Se abrió la puerta de la choza y apareció el hombre que lo había estado torturando. ”Con esto sí vas a confesar, cabrón”—le dijo mientras acomodaba unos trozos de leña junto a sus pies. Alejo estaba atado a un camastro y le dolía el estómago por los golpes que había recibido unas horas antes. De pronto, sintió el olor del humo, oyó unos chasquidos muy leves y las lenguas de un fuego débil comenzaron a calentarle los pies, aumentaron las llamas y el dolor se hizo insoportable. Gritó y su verdugo le dio un fuerte golpe en la cara. Le zumbaron los oídos y el cuerpo le comenzó a temblar, apretaba los dientes con tanta desesperación que dos muelas se le quebraron. Se retorcía inútilmente y, al sentirse morir, ya no oyó las preguntas que le hacían y comenzó a tener visiones en las que iba recorriendo, en una carcacha, las calles de los barrios pobres de la ciudad de México acompañado de su amigo “El Milagroso don Joselo», un merolico, hechicero y embaucador que lo inició en el arte de la charlatanería.

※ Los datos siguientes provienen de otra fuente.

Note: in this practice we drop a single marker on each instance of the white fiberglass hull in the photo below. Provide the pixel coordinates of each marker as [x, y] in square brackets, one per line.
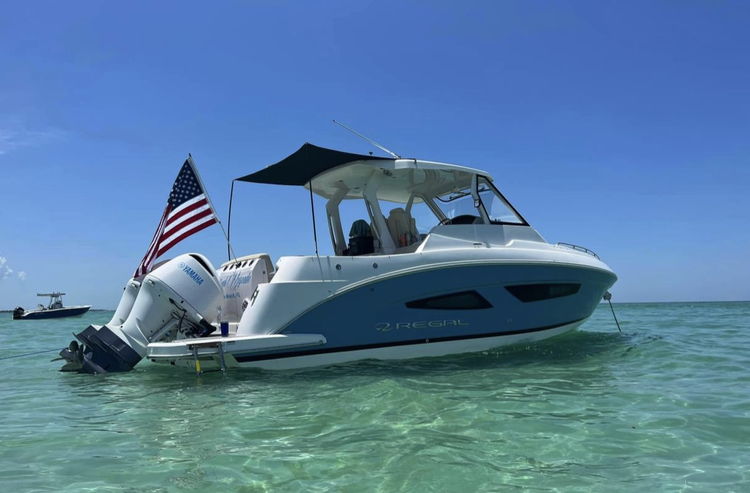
[209, 362]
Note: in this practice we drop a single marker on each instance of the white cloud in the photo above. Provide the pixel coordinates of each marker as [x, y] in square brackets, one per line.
[5, 270]
[14, 134]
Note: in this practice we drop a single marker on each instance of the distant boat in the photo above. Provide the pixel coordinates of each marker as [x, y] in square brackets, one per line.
[55, 309]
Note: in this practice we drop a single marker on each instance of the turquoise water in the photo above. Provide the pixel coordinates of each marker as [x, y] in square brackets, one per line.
[663, 407]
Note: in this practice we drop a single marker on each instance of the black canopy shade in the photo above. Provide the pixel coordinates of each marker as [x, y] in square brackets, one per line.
[307, 163]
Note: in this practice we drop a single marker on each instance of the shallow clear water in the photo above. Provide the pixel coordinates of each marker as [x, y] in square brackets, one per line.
[663, 407]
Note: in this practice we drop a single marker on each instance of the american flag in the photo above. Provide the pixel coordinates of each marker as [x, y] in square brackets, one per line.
[188, 211]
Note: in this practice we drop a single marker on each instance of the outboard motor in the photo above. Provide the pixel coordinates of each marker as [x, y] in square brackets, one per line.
[126, 303]
[180, 295]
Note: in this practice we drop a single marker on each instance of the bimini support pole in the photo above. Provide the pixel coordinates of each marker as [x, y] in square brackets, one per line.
[312, 204]
[229, 222]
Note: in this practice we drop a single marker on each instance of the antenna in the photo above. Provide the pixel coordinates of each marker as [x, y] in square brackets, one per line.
[368, 140]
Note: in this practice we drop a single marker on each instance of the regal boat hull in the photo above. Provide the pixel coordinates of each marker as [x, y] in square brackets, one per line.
[441, 310]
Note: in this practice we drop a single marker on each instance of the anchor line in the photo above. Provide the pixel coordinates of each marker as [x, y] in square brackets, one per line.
[608, 297]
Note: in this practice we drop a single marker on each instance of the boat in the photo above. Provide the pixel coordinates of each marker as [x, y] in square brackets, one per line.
[436, 262]
[54, 309]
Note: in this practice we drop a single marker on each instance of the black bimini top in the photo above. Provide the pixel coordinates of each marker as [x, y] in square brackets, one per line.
[307, 163]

Recordó el día en que se fugó con él para que le enseñara sus secretos de curandero. Compaginaron a la perfección desde el primer día. Aprendió pronto a mezclar pociones de hierbas, a alimentar lagartos y serpientes, a obtener el veneno de las víboras y alacranes para usarlos con fines terapéuticos. Ahora, Joselo estaba de nuevo frente a él, un poco más viejo, con una barba larga y canosa, con el gesto rígido, pero con una luz en los ojos que expresaban alegría. Llevaba un comal en la cabeza y al acercarse le dijo al oído:

“Soy Huehuetéotl, dios del fuego, no te haré daño, ¿recuerdas cómo te mostré el secreto de la planta mágica?».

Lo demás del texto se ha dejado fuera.